Estava plantada a semente do que viria a se tornar a Inova House 3D, startup com o objetivo de realizar pesquisas e desenvolver máquinas de impressão 3D capazes de transformar em realidade até casas inteiras de forma mais rápida, barata e sustentável.

 

A empresa nasceu do desejo de Juliana de ajudar vítimas de desastres naturais, principalmente depois do terremoto que atingiu a península de Tiburón, no Haiti, em janeiro de 2010. O tremor, somado às construções precárias e de má qualidade e serviços emergenciais pouco eficazes, causou mais de 300 mil mortes. Entre as vítimas fatais, estava o tio da estudante.

 

Quatro anos após o terremoto, em 2014, o pai de Juliana Martinelli foi trabalhar no Haiti em uma missão de paz da Organização das Nações Unidas. Isso fez a jovem acompanhar ainda mais de perto a realidade haitiana. O contato com a situação do país caribenho a motivou a correr atrás de alguma solução para acelerar a reconstrução do país. A ideia inicial de desenvolver um mecanismo que conseguisse imprimir casas de maneira prática, veloz e a baixo custo surgiu com o objetivo de suprir moradias para as vítimas do desastre. Se, na época, a impressão 3D de casas já fosse viável, os bairros destruídos poderiam ter sido, ao menos, parcialmente recuperados.

 

“Apesar de nosso modelo de negócio já ter mudado muito ao longo dos anos de trabalho, nós ainda temos muita vontade de usar a nossa tecnologia para ajudar vítimas de desastres naturais.
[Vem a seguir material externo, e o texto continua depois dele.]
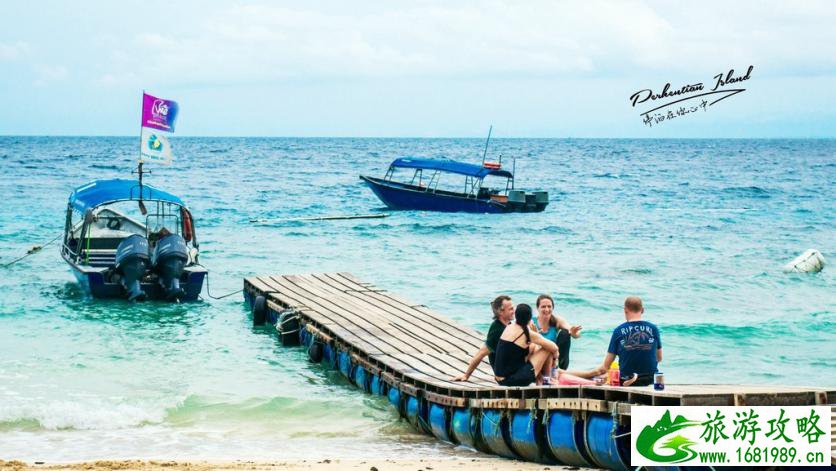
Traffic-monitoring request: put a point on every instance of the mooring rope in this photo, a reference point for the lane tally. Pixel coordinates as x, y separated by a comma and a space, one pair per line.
35, 249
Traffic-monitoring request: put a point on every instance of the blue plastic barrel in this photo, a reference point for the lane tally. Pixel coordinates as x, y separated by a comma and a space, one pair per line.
525, 428
440, 422
395, 399
565, 437
418, 413
345, 365
463, 427
377, 386
328, 355
494, 430
411, 411
603, 448
361, 378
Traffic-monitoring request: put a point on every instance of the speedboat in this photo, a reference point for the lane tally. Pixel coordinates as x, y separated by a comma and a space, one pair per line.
436, 185
125, 239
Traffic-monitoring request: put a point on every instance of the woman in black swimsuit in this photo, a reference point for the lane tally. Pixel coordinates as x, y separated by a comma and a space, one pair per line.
517, 362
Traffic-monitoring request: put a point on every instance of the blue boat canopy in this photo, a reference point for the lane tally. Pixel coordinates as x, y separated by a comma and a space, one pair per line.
451, 166
100, 192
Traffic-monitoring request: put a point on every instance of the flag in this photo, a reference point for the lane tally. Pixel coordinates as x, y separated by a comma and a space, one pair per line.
158, 113
154, 146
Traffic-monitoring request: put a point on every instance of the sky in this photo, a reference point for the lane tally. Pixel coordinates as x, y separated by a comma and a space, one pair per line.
539, 68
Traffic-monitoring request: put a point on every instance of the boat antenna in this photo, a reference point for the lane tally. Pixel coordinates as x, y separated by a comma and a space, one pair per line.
485, 153
513, 169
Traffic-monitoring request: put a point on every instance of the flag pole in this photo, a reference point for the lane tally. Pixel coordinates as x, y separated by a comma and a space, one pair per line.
139, 166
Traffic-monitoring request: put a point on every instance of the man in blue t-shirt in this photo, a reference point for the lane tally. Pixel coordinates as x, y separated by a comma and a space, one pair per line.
637, 345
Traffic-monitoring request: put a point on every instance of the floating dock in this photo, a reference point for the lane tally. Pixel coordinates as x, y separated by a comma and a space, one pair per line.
389, 346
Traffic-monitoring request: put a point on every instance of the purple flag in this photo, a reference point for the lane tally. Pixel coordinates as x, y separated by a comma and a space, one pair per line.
158, 113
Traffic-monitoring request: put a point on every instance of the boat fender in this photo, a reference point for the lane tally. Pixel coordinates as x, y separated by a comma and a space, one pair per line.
811, 261
289, 328
187, 224
259, 310
315, 352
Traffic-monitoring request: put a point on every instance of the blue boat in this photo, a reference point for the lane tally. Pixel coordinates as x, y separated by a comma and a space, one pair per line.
124, 239
436, 185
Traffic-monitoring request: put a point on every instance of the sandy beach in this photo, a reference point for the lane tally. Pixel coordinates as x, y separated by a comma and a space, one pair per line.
473, 464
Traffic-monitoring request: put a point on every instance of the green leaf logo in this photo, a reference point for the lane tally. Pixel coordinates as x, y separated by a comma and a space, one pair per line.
681, 446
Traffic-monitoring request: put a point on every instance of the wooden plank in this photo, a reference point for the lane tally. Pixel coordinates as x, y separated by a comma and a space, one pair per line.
405, 323
503, 403
421, 319
361, 327
420, 351
446, 400
592, 405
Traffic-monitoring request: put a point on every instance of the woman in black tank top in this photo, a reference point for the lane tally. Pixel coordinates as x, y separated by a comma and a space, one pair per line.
520, 365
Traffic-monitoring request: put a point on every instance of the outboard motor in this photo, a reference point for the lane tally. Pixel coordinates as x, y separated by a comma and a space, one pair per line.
132, 262
170, 256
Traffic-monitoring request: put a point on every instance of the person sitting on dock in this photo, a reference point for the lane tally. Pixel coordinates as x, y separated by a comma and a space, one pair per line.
555, 328
637, 344
503, 313
516, 363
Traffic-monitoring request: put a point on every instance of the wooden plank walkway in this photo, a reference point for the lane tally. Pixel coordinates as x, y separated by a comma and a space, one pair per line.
419, 351
415, 346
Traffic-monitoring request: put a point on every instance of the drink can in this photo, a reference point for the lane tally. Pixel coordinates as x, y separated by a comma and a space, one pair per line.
658, 381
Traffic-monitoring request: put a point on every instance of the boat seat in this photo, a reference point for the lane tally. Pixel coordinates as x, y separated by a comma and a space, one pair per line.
99, 257
516, 196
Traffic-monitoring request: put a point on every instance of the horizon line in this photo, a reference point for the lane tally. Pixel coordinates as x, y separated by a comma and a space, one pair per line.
421, 137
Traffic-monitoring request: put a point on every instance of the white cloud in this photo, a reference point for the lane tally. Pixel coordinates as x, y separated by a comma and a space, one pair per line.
255, 42
49, 73
12, 51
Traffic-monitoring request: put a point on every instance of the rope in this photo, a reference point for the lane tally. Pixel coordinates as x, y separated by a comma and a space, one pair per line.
35, 249
218, 297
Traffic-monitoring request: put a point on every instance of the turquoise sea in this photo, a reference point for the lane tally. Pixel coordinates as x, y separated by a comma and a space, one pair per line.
699, 228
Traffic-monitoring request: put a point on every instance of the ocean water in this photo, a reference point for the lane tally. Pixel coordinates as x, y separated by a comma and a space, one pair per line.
699, 228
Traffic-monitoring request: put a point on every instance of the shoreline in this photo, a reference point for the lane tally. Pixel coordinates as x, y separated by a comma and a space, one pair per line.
467, 464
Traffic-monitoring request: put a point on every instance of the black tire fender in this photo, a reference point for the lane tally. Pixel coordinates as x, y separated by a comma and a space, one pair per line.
259, 310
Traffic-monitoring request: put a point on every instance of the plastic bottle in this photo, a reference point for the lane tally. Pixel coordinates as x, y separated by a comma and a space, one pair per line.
614, 375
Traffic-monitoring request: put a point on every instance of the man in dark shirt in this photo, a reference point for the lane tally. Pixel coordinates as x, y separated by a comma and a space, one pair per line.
503, 314
637, 345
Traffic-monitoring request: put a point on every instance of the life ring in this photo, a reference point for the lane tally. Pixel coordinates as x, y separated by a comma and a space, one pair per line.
187, 224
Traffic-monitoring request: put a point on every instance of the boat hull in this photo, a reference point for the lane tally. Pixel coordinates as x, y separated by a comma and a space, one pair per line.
93, 282
400, 196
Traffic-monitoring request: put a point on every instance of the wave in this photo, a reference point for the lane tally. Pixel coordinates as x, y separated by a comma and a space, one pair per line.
748, 191
193, 409
76, 415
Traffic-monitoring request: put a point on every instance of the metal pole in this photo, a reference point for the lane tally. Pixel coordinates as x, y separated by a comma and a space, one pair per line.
485, 153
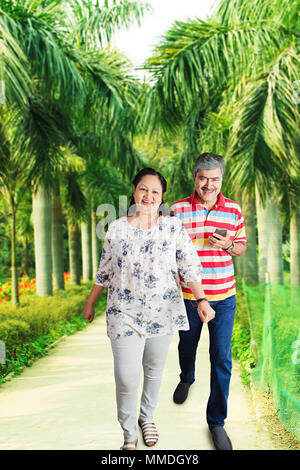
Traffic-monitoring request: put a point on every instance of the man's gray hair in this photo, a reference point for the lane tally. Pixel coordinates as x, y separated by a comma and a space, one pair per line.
209, 161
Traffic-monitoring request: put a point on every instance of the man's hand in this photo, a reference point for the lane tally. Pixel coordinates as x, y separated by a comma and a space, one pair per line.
206, 313
220, 242
89, 311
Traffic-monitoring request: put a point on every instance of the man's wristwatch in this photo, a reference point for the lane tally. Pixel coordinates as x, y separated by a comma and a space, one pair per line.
230, 248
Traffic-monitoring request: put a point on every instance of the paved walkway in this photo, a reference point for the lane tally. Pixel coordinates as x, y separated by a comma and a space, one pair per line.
66, 400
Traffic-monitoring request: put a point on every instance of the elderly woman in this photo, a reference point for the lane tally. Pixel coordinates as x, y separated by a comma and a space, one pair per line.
143, 257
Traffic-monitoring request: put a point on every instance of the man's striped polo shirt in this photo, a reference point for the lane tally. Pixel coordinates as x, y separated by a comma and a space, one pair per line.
218, 270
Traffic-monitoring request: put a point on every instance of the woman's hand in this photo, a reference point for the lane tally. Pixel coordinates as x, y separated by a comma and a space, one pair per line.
206, 313
89, 308
89, 311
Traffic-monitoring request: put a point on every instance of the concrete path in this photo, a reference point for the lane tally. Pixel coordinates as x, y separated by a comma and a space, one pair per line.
66, 400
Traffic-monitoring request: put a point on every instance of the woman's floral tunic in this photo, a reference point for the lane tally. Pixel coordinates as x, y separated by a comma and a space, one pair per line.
142, 270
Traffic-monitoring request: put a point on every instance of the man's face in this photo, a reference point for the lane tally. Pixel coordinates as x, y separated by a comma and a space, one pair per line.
208, 184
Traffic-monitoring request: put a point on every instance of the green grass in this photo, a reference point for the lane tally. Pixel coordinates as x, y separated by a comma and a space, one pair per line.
30, 330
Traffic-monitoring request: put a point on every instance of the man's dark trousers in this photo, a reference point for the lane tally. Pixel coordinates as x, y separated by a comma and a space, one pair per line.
220, 334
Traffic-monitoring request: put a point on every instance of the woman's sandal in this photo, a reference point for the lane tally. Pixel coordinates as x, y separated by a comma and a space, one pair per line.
150, 434
129, 446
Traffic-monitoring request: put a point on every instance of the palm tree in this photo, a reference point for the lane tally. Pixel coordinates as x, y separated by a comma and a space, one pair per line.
66, 78
245, 58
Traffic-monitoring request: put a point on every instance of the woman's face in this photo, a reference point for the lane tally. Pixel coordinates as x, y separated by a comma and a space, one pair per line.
148, 194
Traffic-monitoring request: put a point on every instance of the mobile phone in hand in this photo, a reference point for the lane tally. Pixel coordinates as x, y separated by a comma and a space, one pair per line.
220, 231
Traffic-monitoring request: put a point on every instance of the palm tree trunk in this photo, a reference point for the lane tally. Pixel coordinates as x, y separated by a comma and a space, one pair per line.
262, 228
95, 244
295, 247
25, 256
42, 219
57, 241
250, 270
86, 247
74, 253
275, 255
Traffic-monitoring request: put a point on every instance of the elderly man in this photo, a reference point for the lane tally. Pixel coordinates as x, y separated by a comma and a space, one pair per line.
216, 227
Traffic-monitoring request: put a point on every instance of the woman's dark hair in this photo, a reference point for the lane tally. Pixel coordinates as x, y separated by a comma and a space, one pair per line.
140, 175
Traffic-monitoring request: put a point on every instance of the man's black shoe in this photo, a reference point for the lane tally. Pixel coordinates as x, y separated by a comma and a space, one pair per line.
181, 392
220, 438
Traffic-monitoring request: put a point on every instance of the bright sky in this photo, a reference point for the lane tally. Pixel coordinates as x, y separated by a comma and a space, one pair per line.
137, 43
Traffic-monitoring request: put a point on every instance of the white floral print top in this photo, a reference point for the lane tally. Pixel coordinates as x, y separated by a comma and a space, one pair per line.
141, 268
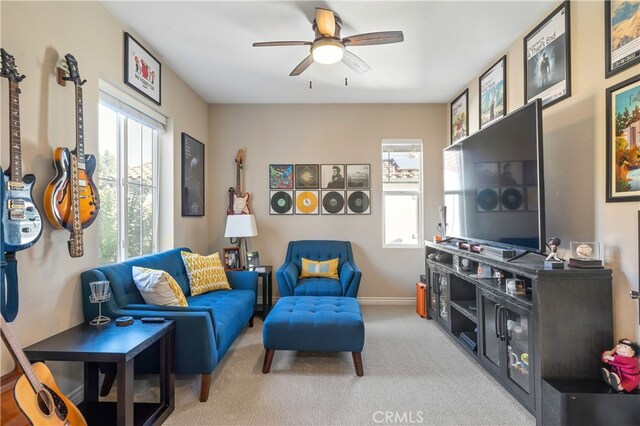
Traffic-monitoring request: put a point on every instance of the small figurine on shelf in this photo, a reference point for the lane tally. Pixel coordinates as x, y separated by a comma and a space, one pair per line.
624, 372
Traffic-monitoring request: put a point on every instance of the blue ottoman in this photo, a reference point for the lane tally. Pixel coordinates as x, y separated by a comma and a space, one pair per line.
314, 324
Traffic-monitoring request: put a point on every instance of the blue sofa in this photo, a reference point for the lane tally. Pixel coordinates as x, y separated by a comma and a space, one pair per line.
288, 274
204, 330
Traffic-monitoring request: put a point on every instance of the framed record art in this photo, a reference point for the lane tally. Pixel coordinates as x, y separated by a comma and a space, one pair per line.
358, 176
622, 39
281, 202
280, 176
623, 141
333, 202
307, 176
358, 202
307, 202
332, 176
547, 59
493, 92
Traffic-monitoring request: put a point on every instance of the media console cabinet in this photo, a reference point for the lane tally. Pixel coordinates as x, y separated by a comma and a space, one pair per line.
557, 330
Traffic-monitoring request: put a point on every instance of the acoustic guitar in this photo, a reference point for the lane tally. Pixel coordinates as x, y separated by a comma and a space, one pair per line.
21, 220
71, 200
238, 203
36, 392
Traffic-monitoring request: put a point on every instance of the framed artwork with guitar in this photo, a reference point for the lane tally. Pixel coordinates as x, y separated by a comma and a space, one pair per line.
192, 176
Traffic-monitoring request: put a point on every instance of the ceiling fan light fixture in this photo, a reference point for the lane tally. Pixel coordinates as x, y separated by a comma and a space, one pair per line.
327, 51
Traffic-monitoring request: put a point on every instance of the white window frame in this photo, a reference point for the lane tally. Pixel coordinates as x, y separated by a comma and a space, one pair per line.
418, 193
128, 109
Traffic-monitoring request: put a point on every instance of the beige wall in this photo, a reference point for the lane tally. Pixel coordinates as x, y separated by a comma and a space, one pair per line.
575, 158
37, 34
318, 134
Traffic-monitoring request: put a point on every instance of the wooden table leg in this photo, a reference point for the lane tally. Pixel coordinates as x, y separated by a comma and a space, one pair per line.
125, 393
268, 357
357, 361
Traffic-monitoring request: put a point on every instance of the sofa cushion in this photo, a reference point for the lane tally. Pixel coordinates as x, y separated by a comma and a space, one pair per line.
319, 269
318, 287
232, 310
158, 287
205, 273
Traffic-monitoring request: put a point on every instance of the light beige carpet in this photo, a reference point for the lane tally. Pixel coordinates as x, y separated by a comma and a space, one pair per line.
413, 374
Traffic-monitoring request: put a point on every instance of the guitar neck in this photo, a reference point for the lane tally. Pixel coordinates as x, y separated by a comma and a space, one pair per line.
15, 148
19, 356
79, 128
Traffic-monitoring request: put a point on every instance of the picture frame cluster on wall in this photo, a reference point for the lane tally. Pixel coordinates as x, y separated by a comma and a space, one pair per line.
312, 189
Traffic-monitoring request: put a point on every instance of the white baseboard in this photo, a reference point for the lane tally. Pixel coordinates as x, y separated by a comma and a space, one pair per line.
372, 300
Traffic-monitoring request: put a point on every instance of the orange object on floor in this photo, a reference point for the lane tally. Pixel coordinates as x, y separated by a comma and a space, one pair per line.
421, 299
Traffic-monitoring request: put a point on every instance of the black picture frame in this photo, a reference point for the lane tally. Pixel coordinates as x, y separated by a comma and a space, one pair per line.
192, 177
142, 71
459, 117
492, 87
626, 55
619, 186
547, 58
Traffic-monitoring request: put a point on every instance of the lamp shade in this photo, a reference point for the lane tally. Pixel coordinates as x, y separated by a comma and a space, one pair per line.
240, 226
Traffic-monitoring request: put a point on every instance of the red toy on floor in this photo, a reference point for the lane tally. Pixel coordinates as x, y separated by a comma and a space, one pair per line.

A empresa não perdeu esse sonho de apoiar projetos sociais”, finaliza Juliana.

 

Foto A startup de Juliana espera apoiar em breve projetos sociais com a ajuda da impressora 3D. Foto: Heloíse Corrêa/Secom UnB

 

ENTENDA A IMPRESSÃO 3D

 

Conhecida tecnicamente como manufatura aditiva, a impressão 3D usa como principal matéria-prima filamentos plásticos. O nome da tecnologia faz referência às três dimensões exploradas: altura, largura e profundidade. Doutor em Engenharia Elétrica e professor do curso na UnB, Georges Daniel Amvame explica como funciona a técnica: “O filamento passa por um bico injetor, que aquece, puxa o material e vai desenhando o modelo em todos os eixos (x, y, e z), ou seja, na superfície plana e na altura. Com o material derretido, a impressora o deposita em camadas de acordo com o desenho feito antes no computador. De camada em camada, o modelo vai tomando forma”.

 

As técnicas usadas para esse tipo de impressão nasceram de estudos realizados na década de 1980 pelo pesquisador norte-americano Chuck Hull. Suas pesquisas impulsionaram a produção de pequenas peças plásticas, de modo mais rápido e eficiente. O ambiente de desenvolvimento controlado e em menor escala melhorou as condições de pesquisa e testes de projetos e produtos.

 

Inserida no âmbito acadêmico por volta de 2004, quando as patentes de produção de máquinas de manufatura aditiva tornaram-se de domínio público, as impressoras são aliadas em estudos de diferentes áreas do conhecimento. O principal atrativo é a possibilidade de realizar testes em protótipos antes da produção em larga escala.